More brokers in Victoria but fewer loans

Gross commissions also fall

More brokers in Victoria but fewer loans

With 29.8% of the national population of brokers calling Victoria home, its brokers were responsible for settling 29.9% of the national value of home loans, according to the latest research from the MFAA.

The MFAA’s 16th edition of its industry intelligence service report, which covers the six-month period from October 1, 2022, to March 31, 2023, revealed Victorian brokers settled $48.36 billion in home loans compared to $51.81 billion during the equivalent 2021–22 period, down 6.7%.

However, the garden state’s overall home loan book grew year-on-year, up by 10.69%, from $245.20 billion to $271.41 billion.

On an individual basis, the MFAA Industry Intelligence Service report showed that the average broker settled $8.38 million in home loans for the period, down 10.66% year-on-year, from $9.38 million.

The MFAA report showed Victorian mortgage brokers earned an average annual gross up-front commission of $108,901, compared to $121,881 the previous year, and $70,521 gross trail for the most recent period, compared to $66,559, for a combined gross commission of $179,422. In total, this was down by 4.79%.

The MFAA data also showed that more mortgage brokers have joined the sector in Victoria.

The population of 5,773 brokers for the period was up compared to 5,526 a year ago, lodging an average 17.3 loans which equates to a total of 99,631 loans lodged for the state, for the period, down 8.92% compared to the year before when it was 109,388.

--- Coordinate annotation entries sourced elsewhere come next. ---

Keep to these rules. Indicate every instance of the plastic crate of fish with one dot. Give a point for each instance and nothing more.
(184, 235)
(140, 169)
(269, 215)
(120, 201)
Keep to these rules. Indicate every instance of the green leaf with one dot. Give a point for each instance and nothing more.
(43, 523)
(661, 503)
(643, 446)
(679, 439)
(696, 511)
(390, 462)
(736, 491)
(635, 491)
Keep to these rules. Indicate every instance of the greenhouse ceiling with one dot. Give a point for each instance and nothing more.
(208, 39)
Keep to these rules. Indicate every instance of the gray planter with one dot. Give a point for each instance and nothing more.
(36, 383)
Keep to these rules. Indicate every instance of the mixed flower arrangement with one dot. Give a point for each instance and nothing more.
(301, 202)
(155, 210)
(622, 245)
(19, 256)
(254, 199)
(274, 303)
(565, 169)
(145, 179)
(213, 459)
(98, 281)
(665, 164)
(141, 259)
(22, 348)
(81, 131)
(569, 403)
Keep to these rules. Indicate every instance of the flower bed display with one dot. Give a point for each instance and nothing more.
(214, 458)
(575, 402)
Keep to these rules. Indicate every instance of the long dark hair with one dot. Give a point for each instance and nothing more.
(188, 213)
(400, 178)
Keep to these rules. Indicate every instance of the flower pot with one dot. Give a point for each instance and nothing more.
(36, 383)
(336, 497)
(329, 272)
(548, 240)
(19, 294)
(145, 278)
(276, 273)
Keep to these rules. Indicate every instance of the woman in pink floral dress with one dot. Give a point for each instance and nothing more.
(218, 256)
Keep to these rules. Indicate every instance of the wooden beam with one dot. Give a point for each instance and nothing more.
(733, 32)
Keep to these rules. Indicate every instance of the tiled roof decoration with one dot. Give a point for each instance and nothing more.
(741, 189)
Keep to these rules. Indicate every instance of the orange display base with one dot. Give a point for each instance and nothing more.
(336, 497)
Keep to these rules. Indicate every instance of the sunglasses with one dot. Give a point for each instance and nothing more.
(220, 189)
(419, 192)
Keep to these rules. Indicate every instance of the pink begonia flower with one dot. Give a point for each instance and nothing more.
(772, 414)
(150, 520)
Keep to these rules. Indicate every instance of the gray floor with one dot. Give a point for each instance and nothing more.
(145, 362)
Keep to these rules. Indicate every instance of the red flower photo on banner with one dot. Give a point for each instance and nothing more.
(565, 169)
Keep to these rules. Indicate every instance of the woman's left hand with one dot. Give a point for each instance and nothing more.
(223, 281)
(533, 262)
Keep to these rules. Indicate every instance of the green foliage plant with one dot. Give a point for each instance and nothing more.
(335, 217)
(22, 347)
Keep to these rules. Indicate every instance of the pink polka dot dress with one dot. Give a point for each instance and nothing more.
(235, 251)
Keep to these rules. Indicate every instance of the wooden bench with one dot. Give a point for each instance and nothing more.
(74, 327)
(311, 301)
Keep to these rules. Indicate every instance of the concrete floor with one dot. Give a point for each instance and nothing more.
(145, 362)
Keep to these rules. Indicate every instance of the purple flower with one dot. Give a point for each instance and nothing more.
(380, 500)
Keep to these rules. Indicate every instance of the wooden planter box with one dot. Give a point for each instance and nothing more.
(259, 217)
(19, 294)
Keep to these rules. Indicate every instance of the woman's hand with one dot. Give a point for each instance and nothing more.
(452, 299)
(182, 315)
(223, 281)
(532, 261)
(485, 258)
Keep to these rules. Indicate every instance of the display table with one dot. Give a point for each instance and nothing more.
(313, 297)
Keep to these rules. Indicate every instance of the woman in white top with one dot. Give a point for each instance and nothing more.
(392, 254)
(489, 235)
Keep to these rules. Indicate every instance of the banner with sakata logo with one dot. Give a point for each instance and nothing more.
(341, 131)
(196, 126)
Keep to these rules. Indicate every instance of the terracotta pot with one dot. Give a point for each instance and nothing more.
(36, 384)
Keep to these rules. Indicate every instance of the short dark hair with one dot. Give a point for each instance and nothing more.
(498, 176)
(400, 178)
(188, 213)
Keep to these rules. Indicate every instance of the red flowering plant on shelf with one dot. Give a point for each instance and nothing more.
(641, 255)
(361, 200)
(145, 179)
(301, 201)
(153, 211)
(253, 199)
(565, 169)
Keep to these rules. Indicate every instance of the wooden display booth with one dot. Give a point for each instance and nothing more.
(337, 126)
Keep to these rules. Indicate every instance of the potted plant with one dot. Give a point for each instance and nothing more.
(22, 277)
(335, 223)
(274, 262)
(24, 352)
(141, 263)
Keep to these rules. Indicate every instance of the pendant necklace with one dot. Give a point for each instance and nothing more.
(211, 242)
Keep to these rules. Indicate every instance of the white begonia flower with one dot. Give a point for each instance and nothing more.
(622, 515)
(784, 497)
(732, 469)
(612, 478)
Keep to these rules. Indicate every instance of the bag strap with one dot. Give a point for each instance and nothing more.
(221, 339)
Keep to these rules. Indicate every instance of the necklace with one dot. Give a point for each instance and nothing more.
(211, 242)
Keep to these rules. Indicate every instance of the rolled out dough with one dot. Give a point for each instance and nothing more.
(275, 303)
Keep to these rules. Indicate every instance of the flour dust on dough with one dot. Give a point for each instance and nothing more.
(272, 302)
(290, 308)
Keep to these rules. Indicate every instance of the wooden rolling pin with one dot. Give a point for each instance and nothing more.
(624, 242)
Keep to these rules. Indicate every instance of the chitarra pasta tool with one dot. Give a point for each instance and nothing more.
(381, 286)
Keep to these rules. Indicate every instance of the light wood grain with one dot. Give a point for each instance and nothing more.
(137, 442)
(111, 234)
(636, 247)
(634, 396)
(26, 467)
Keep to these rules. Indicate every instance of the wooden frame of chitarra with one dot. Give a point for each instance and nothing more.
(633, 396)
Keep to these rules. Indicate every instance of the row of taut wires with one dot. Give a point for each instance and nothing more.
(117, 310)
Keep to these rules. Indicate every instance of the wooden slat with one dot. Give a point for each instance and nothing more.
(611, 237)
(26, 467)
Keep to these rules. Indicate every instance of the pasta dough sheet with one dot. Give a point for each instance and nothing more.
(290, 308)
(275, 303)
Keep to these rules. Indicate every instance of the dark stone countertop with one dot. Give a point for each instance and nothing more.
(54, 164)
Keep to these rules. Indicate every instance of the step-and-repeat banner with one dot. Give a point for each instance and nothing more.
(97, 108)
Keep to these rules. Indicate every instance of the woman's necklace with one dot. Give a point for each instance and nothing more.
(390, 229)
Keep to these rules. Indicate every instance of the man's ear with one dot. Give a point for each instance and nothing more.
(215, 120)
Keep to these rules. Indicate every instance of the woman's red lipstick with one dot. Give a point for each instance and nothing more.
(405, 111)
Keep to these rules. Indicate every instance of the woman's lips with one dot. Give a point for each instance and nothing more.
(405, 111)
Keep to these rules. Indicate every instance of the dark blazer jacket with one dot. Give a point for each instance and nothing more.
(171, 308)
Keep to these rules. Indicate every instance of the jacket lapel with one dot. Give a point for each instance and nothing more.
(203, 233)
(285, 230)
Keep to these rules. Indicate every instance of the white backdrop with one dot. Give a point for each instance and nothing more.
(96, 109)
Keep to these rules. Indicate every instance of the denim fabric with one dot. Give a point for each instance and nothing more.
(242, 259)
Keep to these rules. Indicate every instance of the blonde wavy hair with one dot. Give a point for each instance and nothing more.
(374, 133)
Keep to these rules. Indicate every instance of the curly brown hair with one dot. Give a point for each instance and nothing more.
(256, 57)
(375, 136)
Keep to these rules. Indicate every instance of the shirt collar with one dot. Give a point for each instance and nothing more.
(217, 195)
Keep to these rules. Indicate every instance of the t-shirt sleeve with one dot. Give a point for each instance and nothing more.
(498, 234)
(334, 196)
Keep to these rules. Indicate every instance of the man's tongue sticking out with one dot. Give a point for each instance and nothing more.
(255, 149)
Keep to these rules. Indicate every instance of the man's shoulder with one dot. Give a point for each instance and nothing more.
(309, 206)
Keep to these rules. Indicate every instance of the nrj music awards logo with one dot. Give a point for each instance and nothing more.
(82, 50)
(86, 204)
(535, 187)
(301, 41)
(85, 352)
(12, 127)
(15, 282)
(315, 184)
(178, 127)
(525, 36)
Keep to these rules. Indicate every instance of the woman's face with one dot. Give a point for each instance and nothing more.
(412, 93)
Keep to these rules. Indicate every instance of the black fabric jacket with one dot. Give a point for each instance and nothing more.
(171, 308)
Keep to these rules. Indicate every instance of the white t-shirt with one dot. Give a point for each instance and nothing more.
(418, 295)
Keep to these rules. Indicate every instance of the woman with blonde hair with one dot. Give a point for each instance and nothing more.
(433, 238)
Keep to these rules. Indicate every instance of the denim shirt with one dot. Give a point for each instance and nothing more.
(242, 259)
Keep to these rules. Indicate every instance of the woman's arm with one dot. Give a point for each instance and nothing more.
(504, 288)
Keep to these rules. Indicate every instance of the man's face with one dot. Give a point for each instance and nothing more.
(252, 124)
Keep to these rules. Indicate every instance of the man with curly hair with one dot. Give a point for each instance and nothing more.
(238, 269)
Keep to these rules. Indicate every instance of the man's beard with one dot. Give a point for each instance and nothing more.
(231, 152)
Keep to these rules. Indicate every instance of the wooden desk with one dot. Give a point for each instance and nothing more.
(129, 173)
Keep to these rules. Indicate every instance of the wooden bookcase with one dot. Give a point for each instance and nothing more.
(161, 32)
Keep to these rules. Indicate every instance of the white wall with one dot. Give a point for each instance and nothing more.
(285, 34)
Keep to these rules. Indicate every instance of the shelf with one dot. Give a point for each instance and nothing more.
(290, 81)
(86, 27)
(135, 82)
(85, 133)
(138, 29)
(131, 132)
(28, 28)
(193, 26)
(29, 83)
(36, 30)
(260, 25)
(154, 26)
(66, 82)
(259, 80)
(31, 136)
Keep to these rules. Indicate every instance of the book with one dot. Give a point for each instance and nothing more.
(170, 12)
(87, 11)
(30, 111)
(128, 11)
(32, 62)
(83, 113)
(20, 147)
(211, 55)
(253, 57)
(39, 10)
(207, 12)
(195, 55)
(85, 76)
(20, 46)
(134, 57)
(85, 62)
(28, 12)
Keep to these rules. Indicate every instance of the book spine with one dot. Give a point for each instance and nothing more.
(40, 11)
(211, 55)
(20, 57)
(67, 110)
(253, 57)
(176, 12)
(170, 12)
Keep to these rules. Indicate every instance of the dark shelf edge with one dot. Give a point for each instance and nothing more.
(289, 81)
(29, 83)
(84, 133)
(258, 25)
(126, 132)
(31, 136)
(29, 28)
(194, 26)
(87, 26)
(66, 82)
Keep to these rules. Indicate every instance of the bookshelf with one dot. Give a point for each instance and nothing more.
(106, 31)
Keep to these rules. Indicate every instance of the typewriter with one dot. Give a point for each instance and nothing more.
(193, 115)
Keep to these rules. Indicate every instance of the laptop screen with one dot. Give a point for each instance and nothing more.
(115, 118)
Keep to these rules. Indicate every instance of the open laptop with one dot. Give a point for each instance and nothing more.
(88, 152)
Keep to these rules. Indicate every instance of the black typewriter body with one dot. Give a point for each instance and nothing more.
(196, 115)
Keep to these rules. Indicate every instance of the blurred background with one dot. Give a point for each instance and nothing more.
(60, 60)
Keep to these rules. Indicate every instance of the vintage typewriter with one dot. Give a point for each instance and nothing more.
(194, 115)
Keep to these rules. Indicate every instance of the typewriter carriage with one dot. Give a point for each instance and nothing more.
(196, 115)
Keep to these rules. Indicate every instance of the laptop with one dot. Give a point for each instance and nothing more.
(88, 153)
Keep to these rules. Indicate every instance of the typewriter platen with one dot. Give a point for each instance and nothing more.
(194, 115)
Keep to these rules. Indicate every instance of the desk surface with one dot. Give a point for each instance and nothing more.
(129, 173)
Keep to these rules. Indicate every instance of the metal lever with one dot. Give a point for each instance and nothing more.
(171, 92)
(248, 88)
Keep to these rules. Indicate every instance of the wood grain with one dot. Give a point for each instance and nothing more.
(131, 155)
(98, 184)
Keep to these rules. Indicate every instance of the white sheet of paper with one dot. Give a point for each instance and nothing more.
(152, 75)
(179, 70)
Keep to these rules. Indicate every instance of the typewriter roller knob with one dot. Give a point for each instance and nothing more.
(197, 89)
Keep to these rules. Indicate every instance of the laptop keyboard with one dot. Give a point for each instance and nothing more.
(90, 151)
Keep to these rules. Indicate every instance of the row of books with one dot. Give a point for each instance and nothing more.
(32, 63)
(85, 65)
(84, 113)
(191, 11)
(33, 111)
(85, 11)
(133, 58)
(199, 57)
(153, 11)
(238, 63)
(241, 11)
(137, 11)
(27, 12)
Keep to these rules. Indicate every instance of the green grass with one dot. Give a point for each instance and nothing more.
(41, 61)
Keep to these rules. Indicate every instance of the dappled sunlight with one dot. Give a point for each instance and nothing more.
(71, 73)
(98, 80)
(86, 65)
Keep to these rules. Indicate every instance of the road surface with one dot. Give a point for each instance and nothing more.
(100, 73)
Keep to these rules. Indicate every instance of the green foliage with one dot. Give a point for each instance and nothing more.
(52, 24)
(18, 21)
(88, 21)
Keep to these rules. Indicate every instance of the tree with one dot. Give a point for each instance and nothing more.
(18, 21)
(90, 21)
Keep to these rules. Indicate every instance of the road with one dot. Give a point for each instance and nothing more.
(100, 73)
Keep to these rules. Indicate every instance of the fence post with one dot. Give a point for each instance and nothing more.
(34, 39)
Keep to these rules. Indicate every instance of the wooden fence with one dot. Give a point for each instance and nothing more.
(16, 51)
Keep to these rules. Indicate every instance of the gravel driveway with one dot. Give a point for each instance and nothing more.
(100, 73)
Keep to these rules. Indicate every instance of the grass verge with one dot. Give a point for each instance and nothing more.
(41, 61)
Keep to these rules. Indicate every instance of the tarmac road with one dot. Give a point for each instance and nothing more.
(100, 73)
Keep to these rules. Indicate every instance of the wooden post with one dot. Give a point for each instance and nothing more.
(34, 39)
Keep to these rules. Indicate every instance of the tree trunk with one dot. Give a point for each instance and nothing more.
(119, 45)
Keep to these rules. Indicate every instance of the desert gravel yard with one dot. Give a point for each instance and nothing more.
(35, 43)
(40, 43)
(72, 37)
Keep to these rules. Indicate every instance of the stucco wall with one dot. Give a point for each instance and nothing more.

This compares to the broker population in NSW and the ACT, which boasts 7,174 brokers, up from 6,782 compared to the previous year. Victoria has the second highest percentage of brokers hailing from the state at 29.8%, compared to 37% of all brokers calling NSW and the ACT home.

Victorian brokers not surprised by job’s appeal

Mortgage broker Adam Piper (pictured above left) from Melbourne-based Axton Finance, said he was not surprised that there had been an increasing number of finance professionals drawn to the mortgage broking sector.

“Before becoming a broker, I previously worked as a home loan lender directly for a bank where I often felt like I was trying to push a square peg through a round hole,” Piper said.

“Working as a mortgage broking professional has given me the ability to provide tailored solutions to a much vaster range of finance solutions, and as such I have found it a much more attractive space to work in.”

Piper said as banks increased their level of automation, it highlighted the reality that technology was not able to replace personalised relationships. He said it was becoming very apparent that customers craved the personal touch an experienced broker provided.

Piper said the fact that more than 70% of mortgages were written by brokers was a testament to the growing importance of the sector.

“The increasing lack of time that clients have further leads customers to seek out a broker to assist them with their finance needs as we effectively represent the department store of mortgages, making the broking occupation increasingly attractive as market share increases.

“I expect this to continue to be the case as market conditions improve in the next 12 to 18 months hopefully.”

Population growth push broker numbers

Piper said statistics indicated that Victoria was due to surpass Sydney in population in the coming years so it stood to reason that the broking sector and property market would continue to flourish in Victoria in 2024.

“The introduction of government schemes to assist first home buyers enter the market, paired with the 1% assessment rate being offered by some lenders on refinance applications, has enabled brokers to continue to provide more solutions to boxed-in clients,” he said.

Piper said some of the initiatives being offered were much needed after the negative impact on serviceability caused by the run of rate rises over the past 18 months, paired with the increased general costs of living.

He said as inflationary pressures began to ease and economists forecast potential rate cuts in late 2024 or early 2025, both the property market and consumer confidence should thrive nationally making for a busy year ahead. 

MFAA report reinforces member feedback

MFAA CEO Anja Pannek (pictured above right) said the report reinforced feedback from members on the impact interest rate rises and record levels of refinancing were having on brokers and their clients.

“The period covered in the report coincided with a period of intense refinancing as fixed rate mortgages reverted to variable, clients encountered serviceability constraints and a moderation of property prices in some markets,” said Ms Pannek.

“This confluence of factors can be seen in this industry research; however, the outstanding service mortgage brokers deliver to their clients has remained a constant throughout this time.”

During the period, mortgage brokers maintained a strong market share, writing 69.6% of all residential home loans in the March 2023 quarter, while in the 12 months to March 2023 mortgage brokers settled a record $358.68 billion in home loans.

The report also shows that in comparison to the October 2021–March 2022 period, the total value of loans settled by mortgage brokers declined 8.63%.

However, Ms Pannek noted that despite this fall the broker channel outperformed the overall home loan lending market.